Glad my advice on using the vise grips worked out getting the auger out.

As for the stove convection blower not coming on, the POF switch (proof of fire) may be bad....it should be located on the exhaust system near the combustion blower.

My advice is to start taking the stove apart and clean EVERYTHING as far as you possible can.  There may be lots of ash built up/caked in places you didn't know existed, but usually as you disassemble the stove, those ash traps will become apparent.  

The blowers may just a good cleaning and maybe even some lubrication.  Make a 120V test cord out of an old lamp cord so you can connect the blowers after cleaning to see how well they work.

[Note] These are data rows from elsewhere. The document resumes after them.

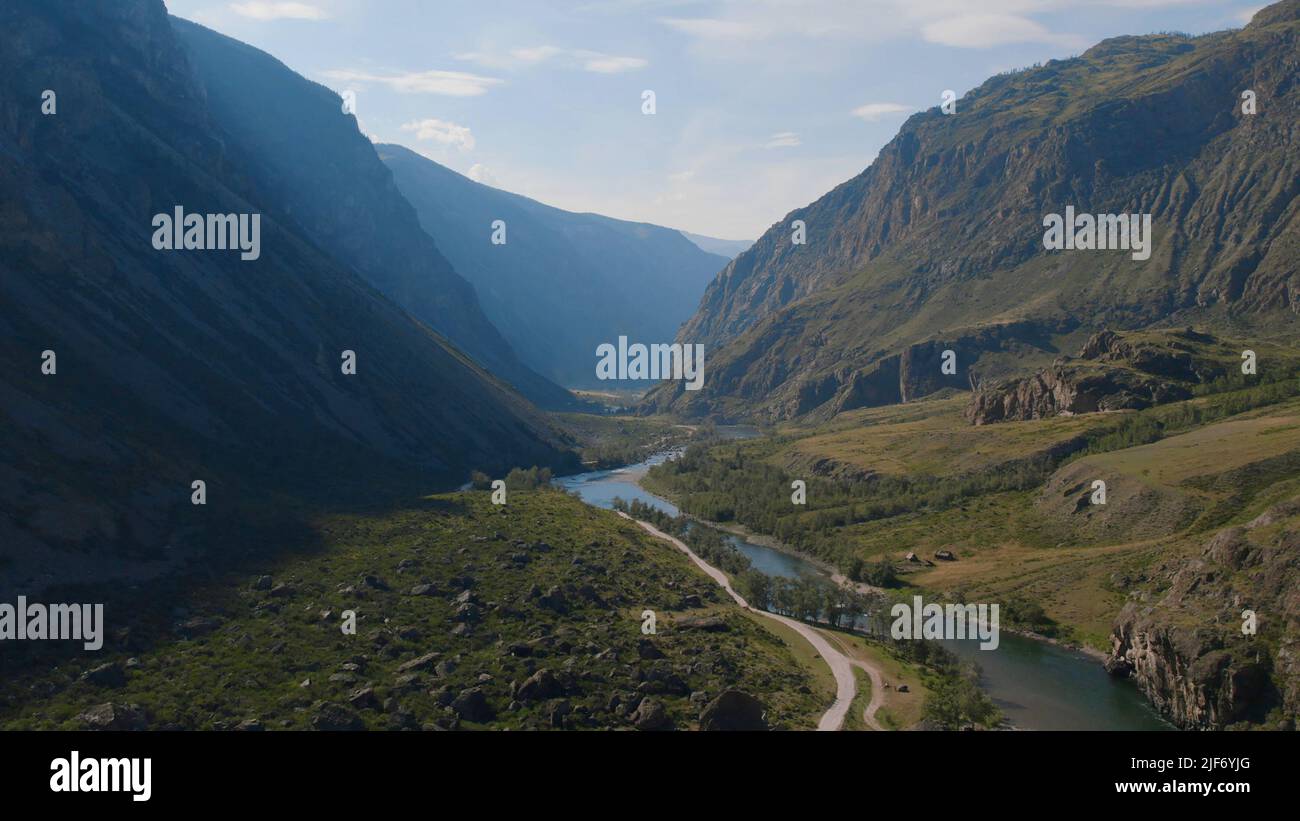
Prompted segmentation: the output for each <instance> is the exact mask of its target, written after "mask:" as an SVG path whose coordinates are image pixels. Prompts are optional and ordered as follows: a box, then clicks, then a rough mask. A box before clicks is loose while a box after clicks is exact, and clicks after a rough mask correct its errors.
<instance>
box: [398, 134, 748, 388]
mask: <svg viewBox="0 0 1300 821" xmlns="http://www.w3.org/2000/svg"><path fill="white" fill-rule="evenodd" d="M378 151H380V156H381V157H382V158H383V161H385V162H386V164H387V166H389V168H390V169H391V170H393V177H394V179H395V181H396V184H398V188H399V190H400V191H402V194H404V195H406V197H407V199H408V200H409V201H411V204H412V205H415V209H416V212H417V213H419V214H420V223H421V225H422V226H424V227H425V230H428V231H429V234H432V235H433V236H434V238H437V240H438V246H439V247H441V248H442V249H443V251H445V252H446V255H447V257H448V259H450V260H451V261H452V262H454V264H455V266H456V270H458V272H460V273H463V274H464V275H465V277H467V278H468V279H469V281H471V282H472V283H473V284H474V287H476V288H477V290H478V295H480V299H482V303H484V308H485V310H486V312H487V316H489V317H490V318H491V321H493V322H494V323H495V325H497V327H499V329H502V333H503V334H504V335H506V338H507V339H508V340H510V342H511V344H512V346H513V347H515V349H516V351H519V352H520V356H523V357H524V360H525V361H526V362H528V364H529V365H532V366H533V368H536V369H537V370H539V372H541V373H543V374H546V375H547V377H550V378H551V379H555V381H556V382H560V383H563V385H567V386H576V387H601V386H604V387H610V386H608V385H607V383H603V382H599V381H597V378H595V360H597V357H595V348H597V346H601V344H603V343H614V344H616V343H617V339H619V336H620V335H623V336H627V338H628V339H629V342H641V343H646V344H649V343H653V342H672V338H673V336H675V335H676V334H677V330H679V327H680V326H681V323H682V322H684V321H685V320H686V318H688V317H689V316H690V312H692V310H694V308H695V305H697V304H698V303H699V295H701V294H703V291H705V286H706V284H707V283H708V281H710V279H711V278H712V277H714V274H716V273H718V272H719V270H722V268H723V266H724V265H725V264H727V257H722V256H718V255H715V253H706V252H705V251H701V249H699V248H698V247H697V246H695V244H694V243H692V242H690V240H688V239H686V238H685V236H684V235H682V234H681V233H680V231H675V230H672V229H664V227H659V226H656V225H646V223H642V222H625V221H623V220H611V218H608V217H602V216H599V214H576V213H572V212H567V210H560V209H559V208H551V207H550V205H543V204H542V203H538V201H536V200H530V199H528V197H523V196H519V195H515V194H508V192H506V191H500V190H498V188H493V187H490V186H484V184H480V183H477V182H473V181H472V179H468V178H465V177H461V175H460V174H458V173H455V171H452V170H451V169H447V168H443V166H441V165H438V164H437V162H434V161H432V160H428V158H425V157H422V156H420V155H417V153H415V152H412V151H409V149H407V148H403V147H400V145H380V147H378ZM497 220H500V221H503V222H504V223H506V243H504V244H499V246H498V244H493V243H491V225H493V222H494V221H497Z"/></svg>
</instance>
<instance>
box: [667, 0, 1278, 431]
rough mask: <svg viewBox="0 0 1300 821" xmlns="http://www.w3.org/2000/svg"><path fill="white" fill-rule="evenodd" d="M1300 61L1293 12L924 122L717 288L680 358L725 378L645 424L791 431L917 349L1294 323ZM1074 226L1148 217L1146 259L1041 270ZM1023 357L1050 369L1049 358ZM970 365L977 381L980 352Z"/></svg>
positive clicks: (1076, 70) (1261, 19)
mask: <svg viewBox="0 0 1300 821" xmlns="http://www.w3.org/2000/svg"><path fill="white" fill-rule="evenodd" d="M1297 43H1300V0H1287V1H1286V3H1281V4H1277V5H1275V6H1271V8H1269V9H1266V10H1265V12H1261V13H1260V14H1258V16H1257V17H1256V19H1255V21H1253V22H1252V23H1251V25H1249V26H1248V27H1245V29H1244V30H1240V31H1232V32H1219V34H1213V35H1206V36H1201V38H1184V36H1177V35H1153V36H1141V38H1134V36H1125V38H1115V39H1112V40H1106V42H1104V43H1101V44H1099V45H1096V47H1095V48H1092V49H1089V51H1088V52H1086V53H1084V55H1082V56H1080V57H1078V58H1071V60H1066V61H1050V62H1049V64H1048V65H1045V66H1041V68H1035V69H1028V70H1026V71H1021V73H1014V74H1004V75H998V77H995V78H993V79H989V81H988V82H985V83H984V84H983V86H980V87H979V88H976V90H974V91H971V92H970V94H969V95H967V96H966V97H963V99H962V100H961V101H959V103H958V109H957V113H956V114H953V116H945V114H943V113H940V112H939V110H937V109H932V110H928V112H924V113H920V114H915V116H914V117H911V118H910V120H909V121H907V122H906V123H905V125H904V126H902V129H901V131H900V134H898V136H897V138H894V140H892V142H891V143H889V144H888V145H887V147H885V148H884V149H881V152H880V155H879V157H878V158H876V160H875V161H874V162H872V165H871V166H870V168H868V169H866V170H865V171H863V173H862V174H861V175H859V177H857V178H854V179H852V181H849V182H845V183H844V184H841V186H839V187H837V188H835V190H833V191H831V192H829V194H827V195H826V196H824V197H822V199H820V200H818V201H816V203H814V204H811V205H809V207H807V208H802V209H798V210H794V212H792V213H789V214H788V216H787V217H785V218H784V220H783V221H781V222H779V223H777V225H775V226H772V229H770V230H768V231H767V233H766V234H764V235H763V236H762V238H759V240H758V242H757V243H755V244H754V247H753V248H750V249H749V251H746V252H745V253H742V255H741V256H740V257H737V259H736V260H735V261H733V262H732V264H731V265H728V266H727V268H725V269H724V270H723V272H722V273H720V274H719V275H718V278H716V279H715V281H714V283H712V284H711V286H710V287H708V290H707V291H706V294H705V296H703V299H702V301H701V307H699V310H698V312H697V314H695V316H694V317H693V318H692V320H690V322H688V323H686V325H685V326H684V327H682V331H681V334H680V335H679V338H680V339H681V340H682V342H694V343H699V342H702V343H705V346H706V349H707V351H708V352H710V359H708V365H710V372H711V374H714V375H716V377H719V379H718V381H714V382H710V383H708V385H707V386H706V390H703V391H699V392H693V394H690V395H686V394H682V392H680V391H676V390H675V387H673V386H671V385H666V386H660V387H659V388H658V391H656V392H655V394H654V395H653V396H651V398H650V404H651V405H653V407H656V408H660V409H662V408H668V409H672V411H675V412H680V413H685V414H707V413H718V412H719V411H720V409H722V411H724V412H725V413H729V414H732V416H754V417H784V416H788V414H790V413H794V412H796V411H797V409H798V408H801V407H805V404H806V403H801V401H798V400H797V399H796V398H797V396H798V395H800V394H801V392H802V391H803V387H802V386H803V385H805V383H811V385H815V386H820V385H823V382H824V381H826V379H827V378H828V377H829V378H833V379H836V382H837V383H839V385H841V386H842V385H849V383H852V382H853V374H855V373H861V374H870V373H872V369H874V368H875V365H876V364H878V362H879V361H881V360H884V359H887V357H889V356H894V355H901V353H902V352H904V351H905V349H906V348H907V347H909V346H913V344H918V343H920V342H926V340H930V339H961V338H966V336H970V335H972V334H974V333H976V331H978V330H980V329H984V327H989V326H1014V327H1034V326H1040V327H1041V326H1054V327H1074V329H1079V330H1084V331H1096V330H1100V329H1102V327H1115V329H1135V327H1143V326H1147V325H1151V323H1153V322H1157V321H1166V320H1169V318H1170V317H1173V316H1179V317H1186V318H1187V320H1188V321H1191V318H1193V317H1203V318H1204V321H1205V322H1208V323H1218V322H1229V321H1231V322H1242V323H1244V325H1245V326H1249V327H1270V326H1271V327H1275V326H1281V323H1282V322H1288V321H1294V317H1295V312H1296V310H1297V309H1300V272H1297V269H1296V264H1295V260H1296V259H1297V256H1300V255H1297V252H1300V240H1297V236H1300V199H1297V196H1300V152H1297V151H1296V136H1297V133H1296V122H1300V86H1297V84H1296V83H1295V77H1296V74H1297V71H1300V58H1297V56H1296V55H1297ZM1244 90H1251V91H1253V92H1255V95H1256V99H1257V101H1258V103H1260V105H1258V109H1257V113H1255V114H1245V113H1243V110H1242V105H1240V103H1242V100H1240V95H1242V92H1243V91H1244ZM1265 101H1266V105H1265ZM1067 205H1073V207H1074V208H1075V209H1076V212H1078V213H1092V214H1097V213H1115V214H1121V213H1125V214H1127V213H1149V214H1151V217H1152V234H1153V236H1152V238H1151V242H1152V255H1151V259H1148V260H1134V259H1132V257H1131V255H1130V253H1126V252H1122V251H1105V252H1048V251H1045V249H1044V247H1043V234H1044V227H1043V220H1044V216H1045V214H1052V213H1058V214H1060V213H1063V210H1065V208H1066V207H1067ZM794 221H802V222H803V223H805V225H806V236H807V242H806V244H800V246H796V244H793V240H792V231H793V227H792V226H793V223H794ZM1197 321H1200V320H1197ZM1022 342H1024V343H1026V344H1027V346H1032V347H1037V349H1039V351H1040V352H1041V353H1044V355H1045V359H1047V360H1048V361H1049V360H1050V359H1052V356H1050V351H1052V344H1050V340H1047V343H1044V340H1041V339H1039V338H1034V336H1026V338H1024V339H1023V340H1022ZM958 356H959V360H962V361H963V362H965V365H966V366H975V365H976V364H978V362H979V360H980V356H982V352H980V351H979V349H971V351H958ZM710 378H712V377H710ZM759 385H763V386H764V387H766V390H763V391H761V392H759V391H755V390H751V387H753V386H759ZM816 395H819V396H826V401H833V400H835V398H836V391H829V390H820V391H816Z"/></svg>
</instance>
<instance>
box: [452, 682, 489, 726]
mask: <svg viewBox="0 0 1300 821" xmlns="http://www.w3.org/2000/svg"><path fill="white" fill-rule="evenodd" d="M451 709H452V711H455V713H456V714H458V716H460V717H461V718H464V720H465V721H473V722H476V724H482V722H484V721H491V720H493V717H494V716H495V713H494V712H493V709H491V705H489V704H487V699H486V696H484V691H482V687H471V688H468V690H461V691H460V695H458V696H456V698H455V699H452V701H451Z"/></svg>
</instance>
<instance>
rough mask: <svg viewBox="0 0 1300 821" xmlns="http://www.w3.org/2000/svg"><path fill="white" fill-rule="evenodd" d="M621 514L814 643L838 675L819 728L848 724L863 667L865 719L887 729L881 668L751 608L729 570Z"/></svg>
mask: <svg viewBox="0 0 1300 821" xmlns="http://www.w3.org/2000/svg"><path fill="white" fill-rule="evenodd" d="M617 514H619V516H621V517H623V518H627V520H629V521H633V522H636V524H637V525H640V526H641V529H642V530H645V531H646V533H649V534H650V535H653V537H655V538H658V539H662V540H664V542H667V543H669V544H672V546H673V547H676V548H677V549H680V551H681V552H684V553H685V555H686V556H688V557H690V560H692V561H693V562H694V564H695V566H698V568H699V569H701V570H703V573H705V574H706V575H708V577H710V578H711V579H714V581H715V582H718V585H719V586H720V587H722V588H723V590H724V591H725V592H727V595H729V596H731V598H732V600H735V601H736V604H738V605H740V607H742V608H745V609H746V611H749V612H750V613H755V614H758V616H762V617H764V618H771V620H772V621H776V622H780V624H783V625H785V626H787V627H789V629H790V630H794V631H796V633H798V634H800V635H801V637H802V638H803V639H805V640H806V642H807V643H809V644H811V646H813V648H814V650H815V651H816V652H818V655H819V656H822V659H823V660H826V663H827V666H829V668H831V674H832V676H835V683H836V692H835V701H832V703H831V707H829V708H828V709H827V711H826V713H824V714H823V716H822V720H820V721H818V727H816V729H818V730H822V731H827V730H839V729H841V727H842V726H844V720H845V716H848V712H849V708H850V707H853V701H854V699H855V698H857V694H858V681H857V677H855V676H854V674H853V668H859V669H862V670H863V672H865V673H867V676H870V677H871V683H872V698H871V703H870V704H868V705H867V708H866V711H865V712H863V716H862V717H863V721H866V722H867V725H868V726H870V727H871V729H874V730H884V727H883V726H881V725H880V722H879V721H876V711H878V709H880V704H881V703H883V699H881V698H880V694H881V692H883V683H884V679H883V678H881V676H880V670H879V669H876V668H874V666H870V665H867V664H866V663H865V661H861V660H857V659H849V657H848V656H845V655H844V653H841V652H840V651H837V650H835V648H833V647H832V646H831V643H829V642H828V640H827V638H826V637H824V635H822V633H820V631H818V630H816V629H815V627H813V626H810V625H806V624H803V622H802V621H798V620H794V618H789V617H787V616H780V614H777V613H770V612H767V611H761V609H755V608H751V607H750V605H749V601H746V600H745V598H744V596H742V595H740V594H738V592H737V591H736V590H735V588H733V587H732V586H731V578H729V577H728V575H727V574H725V573H723V572H722V570H719V569H718V568H715V566H712V565H711V564H708V562H707V561H705V560H703V559H701V557H699V556H697V555H695V552H694V551H692V549H690V548H689V547H686V544H685V543H684V542H682V540H681V539H677V538H675V537H671V535H668V534H666V533H663V531H662V530H659V529H658V527H655V526H654V525H651V524H650V522H642V521H640V520H634V518H632V517H630V516H628V514H627V513H624V512H621V511H617Z"/></svg>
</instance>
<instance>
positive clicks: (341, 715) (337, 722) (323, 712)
mask: <svg viewBox="0 0 1300 821" xmlns="http://www.w3.org/2000/svg"><path fill="white" fill-rule="evenodd" d="M309 724H311V727H312V729H313V730H321V731H328V733H334V731H341V730H354V731H355V730H364V729H365V724H364V722H363V721H361V717H360V716H357V714H356V713H355V712H352V711H351V709H348V708H347V707H343V705H342V704H335V703H334V701H322V703H321V704H320V705H318V707H317V708H316V714H315V716H312V720H311V722H309Z"/></svg>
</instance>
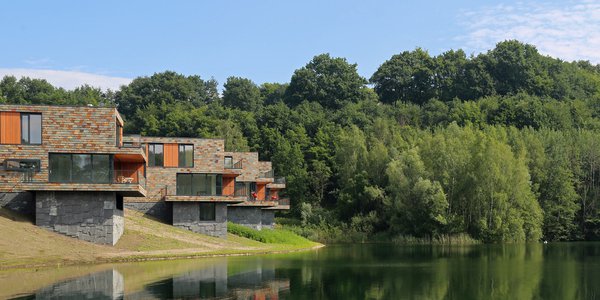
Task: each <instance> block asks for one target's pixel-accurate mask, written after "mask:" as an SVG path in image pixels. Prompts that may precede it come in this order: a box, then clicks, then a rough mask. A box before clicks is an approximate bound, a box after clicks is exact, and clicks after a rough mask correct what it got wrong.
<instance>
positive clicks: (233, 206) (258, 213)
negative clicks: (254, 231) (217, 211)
mask: <svg viewBox="0 0 600 300" xmlns="http://www.w3.org/2000/svg"><path fill="white" fill-rule="evenodd" d="M274 219H275V212H274V211H272V210H264V209H262V208H260V207H248V206H230V207H228V208H227V220H228V221H230V222H233V223H236V224H240V225H244V226H246V227H249V228H252V229H256V230H261V229H263V228H269V229H273V224H274V222H275V221H274Z"/></svg>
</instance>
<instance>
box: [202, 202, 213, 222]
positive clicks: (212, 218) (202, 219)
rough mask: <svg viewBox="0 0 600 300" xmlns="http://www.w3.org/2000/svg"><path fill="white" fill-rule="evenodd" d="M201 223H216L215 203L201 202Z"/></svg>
mask: <svg viewBox="0 0 600 300" xmlns="http://www.w3.org/2000/svg"><path fill="white" fill-rule="evenodd" d="M199 204H200V221H214V220H215V219H216V218H215V215H216V214H215V207H216V205H215V203H202V202H200V203H199Z"/></svg>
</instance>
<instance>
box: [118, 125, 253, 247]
mask: <svg viewBox="0 0 600 300" xmlns="http://www.w3.org/2000/svg"><path fill="white" fill-rule="evenodd" d="M125 142H126V143H127V144H134V145H138V144H139V145H142V147H143V148H145V151H146V152H147V156H148V167H147V168H146V176H147V178H148V195H147V196H146V197H145V198H135V197H132V198H126V199H125V202H126V203H125V206H126V207H127V208H131V209H135V210H138V211H142V212H144V213H146V214H149V215H153V216H155V217H158V218H160V219H163V220H167V221H170V222H172V224H173V225H174V226H176V227H180V228H184V229H188V230H191V231H193V232H197V233H202V234H207V235H212V236H217V237H226V236H227V204H232V203H240V202H243V201H244V200H245V199H246V198H245V191H240V190H238V191H237V193H236V190H235V178H236V177H238V176H239V175H240V174H241V171H242V170H241V167H238V166H239V164H229V163H228V162H226V159H225V141H224V140H222V139H201V138H171V137H140V136H126V137H125Z"/></svg>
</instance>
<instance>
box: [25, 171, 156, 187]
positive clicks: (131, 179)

Reassemble and then use the leaf blower method on it....you might get even more ash out (do this procedure outside....LOL).


----------



## hamps64 (May 27, 2010)

I am one of the people that actually own a Kozi Baywin...Love it...kept us toasty last winter anyway at first I had a few problems and my dealer wasn't much help so I call Kozi in Canada and talked to Marvin a tech guy he was great.  I told him the problem and he explained it.  He also gave me a few other dealer in my area try giving them a call they were very helpful!


----------



## stoveguy2esw (May 28, 2010)

might want to give it a good "leaf blower" method of cleaning or high pressure air if you have a compressor and an air gun.  as for the immediate shutdown , sounds like a "low limit" switch,  locate the switch and see if you can jumper it out if its a snapdisk you should be able to if thhis allows you to turn the unit on and then have a shutdown procedure initiate when you turn it off  replacement of the snapdisk should solve the problem (note im not familiar with their product line so this is just a guess)


----------